Dolma Tso, who had been held in Mianyang prison near Sichuan’s provincial capital Chengdu, was freed on December 4th and returned to her home in Ngaba (Chinese Aba) county’s Meruma township that evening, according to a relative living in Australia.
“More than 200 local residents had gathered there to welcome her back." The source added, "Tso was beaten and tortured during the first 11 months of her confinement and is now in poor health.
“She is suffering from lack of proper sleep, weak health, giddiness, and mood swings, among other problems. Her family members are deeply worried and concerned about her condition.”
Tso, a member of Meruma Getsang family, has a 14-year-old daughter named Tsultrim Drolma.
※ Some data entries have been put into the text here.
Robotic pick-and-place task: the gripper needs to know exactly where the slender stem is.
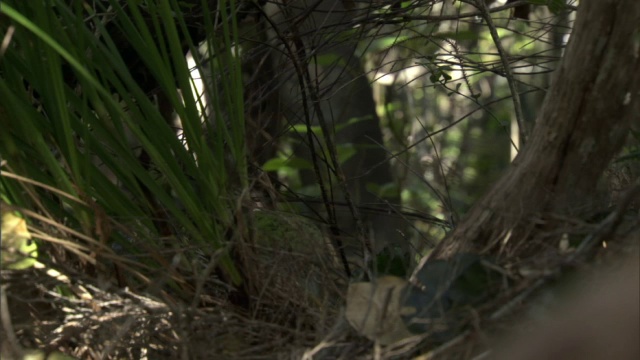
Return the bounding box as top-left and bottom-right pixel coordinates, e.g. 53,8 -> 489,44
475,0 -> 528,145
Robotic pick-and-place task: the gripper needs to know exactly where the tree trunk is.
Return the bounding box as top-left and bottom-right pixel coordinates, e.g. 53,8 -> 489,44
265,1 -> 405,258
417,0 -> 640,264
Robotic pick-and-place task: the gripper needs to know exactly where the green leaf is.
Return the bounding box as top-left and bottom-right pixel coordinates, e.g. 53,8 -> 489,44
370,35 -> 410,53
335,115 -> 372,132
366,182 -> 400,198
336,143 -> 356,164
292,124 -> 322,135
315,53 -> 347,67
263,156 -> 313,171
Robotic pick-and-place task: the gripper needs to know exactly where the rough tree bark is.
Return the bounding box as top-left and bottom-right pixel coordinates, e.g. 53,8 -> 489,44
415,0 -> 640,266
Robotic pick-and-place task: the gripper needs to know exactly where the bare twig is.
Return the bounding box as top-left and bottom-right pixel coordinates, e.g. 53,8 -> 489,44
474,0 -> 527,145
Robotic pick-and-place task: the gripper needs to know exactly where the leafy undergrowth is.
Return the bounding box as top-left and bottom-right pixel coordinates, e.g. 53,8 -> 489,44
1,192 -> 638,360
0,198 -> 366,359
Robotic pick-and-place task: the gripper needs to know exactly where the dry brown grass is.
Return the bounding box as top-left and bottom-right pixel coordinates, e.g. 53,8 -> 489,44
1,181 -> 638,359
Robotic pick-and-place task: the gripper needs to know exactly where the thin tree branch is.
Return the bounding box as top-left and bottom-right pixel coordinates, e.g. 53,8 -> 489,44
474,0 -> 527,145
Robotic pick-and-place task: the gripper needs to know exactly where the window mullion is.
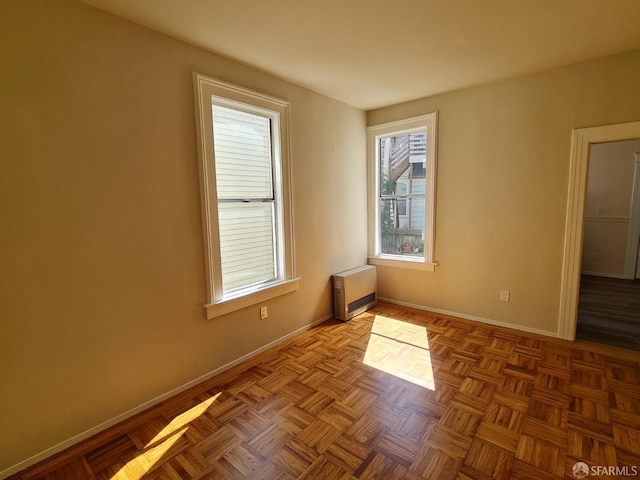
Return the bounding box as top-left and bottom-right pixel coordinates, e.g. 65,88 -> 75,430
218,198 -> 274,203
379,194 -> 426,200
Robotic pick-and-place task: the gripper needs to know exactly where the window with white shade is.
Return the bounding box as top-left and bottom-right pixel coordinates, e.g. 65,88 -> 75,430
193,74 -> 298,319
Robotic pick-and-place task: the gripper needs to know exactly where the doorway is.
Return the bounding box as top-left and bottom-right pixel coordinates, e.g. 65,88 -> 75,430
576,139 -> 640,350
558,121 -> 640,343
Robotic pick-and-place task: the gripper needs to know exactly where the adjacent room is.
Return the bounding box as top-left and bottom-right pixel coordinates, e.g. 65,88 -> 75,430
577,138 -> 640,350
2,0 -> 640,478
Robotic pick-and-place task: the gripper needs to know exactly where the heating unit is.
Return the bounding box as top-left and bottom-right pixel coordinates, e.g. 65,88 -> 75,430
332,265 -> 377,321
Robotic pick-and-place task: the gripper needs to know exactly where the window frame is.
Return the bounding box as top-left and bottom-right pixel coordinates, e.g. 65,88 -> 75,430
193,73 -> 298,319
367,113 -> 438,271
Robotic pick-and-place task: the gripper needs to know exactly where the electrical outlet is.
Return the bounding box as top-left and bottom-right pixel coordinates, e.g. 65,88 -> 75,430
260,306 -> 268,320
500,290 -> 510,302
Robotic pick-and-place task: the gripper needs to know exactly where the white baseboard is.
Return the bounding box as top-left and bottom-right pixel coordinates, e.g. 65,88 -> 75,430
0,314 -> 333,480
378,297 -> 560,338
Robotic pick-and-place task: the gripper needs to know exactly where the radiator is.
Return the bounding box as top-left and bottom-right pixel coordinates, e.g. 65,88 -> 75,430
332,265 -> 377,321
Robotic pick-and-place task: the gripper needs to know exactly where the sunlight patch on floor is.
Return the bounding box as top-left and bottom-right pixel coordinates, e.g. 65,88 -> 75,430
114,426 -> 189,479
364,315 -> 435,390
112,392 -> 221,479
147,392 -> 220,447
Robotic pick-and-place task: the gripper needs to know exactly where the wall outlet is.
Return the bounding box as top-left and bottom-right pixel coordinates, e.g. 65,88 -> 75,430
260,306 -> 268,320
500,290 -> 510,302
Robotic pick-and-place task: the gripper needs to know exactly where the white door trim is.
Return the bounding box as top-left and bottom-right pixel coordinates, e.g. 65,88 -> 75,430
624,153 -> 640,279
558,121 -> 640,340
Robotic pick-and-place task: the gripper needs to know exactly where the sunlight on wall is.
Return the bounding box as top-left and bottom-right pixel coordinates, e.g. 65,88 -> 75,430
364,315 -> 435,390
112,392 -> 221,479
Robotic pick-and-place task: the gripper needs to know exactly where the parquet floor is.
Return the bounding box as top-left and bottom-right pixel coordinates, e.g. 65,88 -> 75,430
10,303 -> 640,479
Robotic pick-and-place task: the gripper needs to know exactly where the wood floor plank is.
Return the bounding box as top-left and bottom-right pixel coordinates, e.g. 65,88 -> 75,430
462,437 -> 513,480
475,421 -> 520,453
9,303 -> 640,479
270,438 -> 318,478
324,434 -> 370,473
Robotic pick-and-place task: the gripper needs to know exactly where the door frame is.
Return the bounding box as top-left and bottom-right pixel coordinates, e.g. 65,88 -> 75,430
558,121 -> 640,340
625,152 -> 640,279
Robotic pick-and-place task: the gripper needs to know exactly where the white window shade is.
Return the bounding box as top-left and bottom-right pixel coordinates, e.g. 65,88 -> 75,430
218,202 -> 276,293
212,105 -> 277,295
213,105 -> 273,200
Her father’s name is Gerik, and her mother’s name is Donkho.
According to the source, in December 2015, Tso’s family received two letters from prison authorities informing them that Tso would have to undergo surgery, but when family members asked to see her so that they could see her condition for themselves, they were not allowed to meet with her.
“Tso managed to call them from the prison and tell them she was being forced to undergo a procedure she had declined, and warning them not to give their approval.”
It was not immediately clear what surgery officials were insisting on performing or whether the procedure was ever performed.
Tso was among a group of Ngaba residents who had clashed with police in December 2013 as they tried to stop security forces from taking a severely burned self-immolation protester, Konchog Tseten, away from the site of his protest, according to previous sources about the event.
On November 3rd, 2014, Tso was convicted on a charge of homicide and given a three-year-term.
A total of 145 Tibetans living in China have now set themselves ablaze in self-immolations since the wave of protests began in 2009, with most protests featuring calls for Tibetan freedom and the return of exiled spiritual leader the Dalai Lama from India, where he has lived since escaping Tibet during a failed national uprising in 1959.
Tibet was invaded by Communist China in 1949. Since that time, over 1.2 million out of 6 million Tibetans have been killed, over 6000 monasteries have been destroyed and acts of murder, rape, arbitrary imprisonment, torture and cruel, inhuman and degrading treatment were inflicted on the Tibetans inside Tibet. Beijing continues to call this a "peaceful liberation".